100 Jahre voller Optimismus

Die Erlebnisse von Ilse Demmler klingen bemerkenswert: Zwei Weltkriege und die Flucht aus der DDR machen die Schwarzenholzerin selbst zu einem Stück Zeitgeschichte. Heute feiert die Optimistin ihren 100. Geburtstag.
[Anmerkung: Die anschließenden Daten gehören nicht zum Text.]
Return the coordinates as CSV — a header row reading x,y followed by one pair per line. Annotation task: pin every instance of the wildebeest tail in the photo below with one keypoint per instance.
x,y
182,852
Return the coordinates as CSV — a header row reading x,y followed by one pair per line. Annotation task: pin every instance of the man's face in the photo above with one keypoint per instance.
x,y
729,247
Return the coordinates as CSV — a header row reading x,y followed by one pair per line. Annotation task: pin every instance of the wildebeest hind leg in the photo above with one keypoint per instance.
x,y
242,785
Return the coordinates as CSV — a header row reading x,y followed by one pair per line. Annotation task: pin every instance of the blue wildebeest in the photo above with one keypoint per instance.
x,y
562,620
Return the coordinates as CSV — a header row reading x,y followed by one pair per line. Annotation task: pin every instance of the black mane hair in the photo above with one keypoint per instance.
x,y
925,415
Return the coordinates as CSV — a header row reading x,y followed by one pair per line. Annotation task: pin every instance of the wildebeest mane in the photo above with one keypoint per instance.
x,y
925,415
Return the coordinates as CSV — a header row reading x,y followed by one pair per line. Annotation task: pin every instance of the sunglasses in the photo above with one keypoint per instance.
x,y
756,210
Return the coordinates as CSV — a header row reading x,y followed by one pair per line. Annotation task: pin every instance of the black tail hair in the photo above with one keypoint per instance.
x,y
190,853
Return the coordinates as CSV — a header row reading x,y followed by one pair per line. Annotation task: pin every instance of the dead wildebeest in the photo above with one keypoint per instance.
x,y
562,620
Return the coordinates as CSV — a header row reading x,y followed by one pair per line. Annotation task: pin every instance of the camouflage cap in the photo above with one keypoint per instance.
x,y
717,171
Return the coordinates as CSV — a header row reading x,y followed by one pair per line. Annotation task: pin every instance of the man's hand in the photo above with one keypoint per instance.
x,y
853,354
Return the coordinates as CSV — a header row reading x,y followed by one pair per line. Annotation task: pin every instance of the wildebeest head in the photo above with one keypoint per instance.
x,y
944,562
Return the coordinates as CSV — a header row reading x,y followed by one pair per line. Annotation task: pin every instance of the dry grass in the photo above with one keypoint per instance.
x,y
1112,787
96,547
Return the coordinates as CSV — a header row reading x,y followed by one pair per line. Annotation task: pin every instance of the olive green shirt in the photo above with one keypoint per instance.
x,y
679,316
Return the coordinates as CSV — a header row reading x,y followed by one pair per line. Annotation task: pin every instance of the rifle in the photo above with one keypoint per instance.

Zwei Weltkriege , die Flucht aus der DDR, 17 Umzüge, fünf Kinder, 54 Jahre Ehe, 78 Jahre unfallfreies Autofahren : So könnte das Leben von Ilse Demmler, die am 10. Juli bei bester Gesundheit ihren 100. Geburtstag feiert, in Zahlen zusammengefasst werden. Die Lebensgeschichte der Frau, die von sich selbst sagt: "Ich fühle mich sauwohl", ist natürlich sehr viel bunter, hatte Höhen, aber auch viele Tiefen - doch bei all dem, da sind sich ihre Töchter einig, hat sich die 1915 in Thüringen geborene Mutter niemals ihren Optimismus nehmen lassen.

Die wohl schwierigsten Jahre, da muss Ilse Demmler nicht lange überlegen, lagen nicht in den beiden Kriegen. "Vom ersten weiß ich nur noch, dass es nach dem Ende endlich wieder weiße Brötchen gab", erzählt sie. Ihren Mann hat sie 1936 kennen gelernt, "nach drei Stunden hat er mich als seine Braut bezeichnet", erinnert sie sich und lacht. Er sollte die Liebe ihres Lebens bleiben, das junge Paar bekam während des zweiten Weltkriegs fünf Kinder. "Und aus allen ist was geworden", betont sie mit Stolz.

Für die drei Töchter , die in der Nähe wohnen, ist inzwischen jeder Dienstag zu einem Muttertag geworden. Dann besuchen sie Demmler in ihrer Wohnung in Schwarzenholz . Dort wohnt sie seit 1994.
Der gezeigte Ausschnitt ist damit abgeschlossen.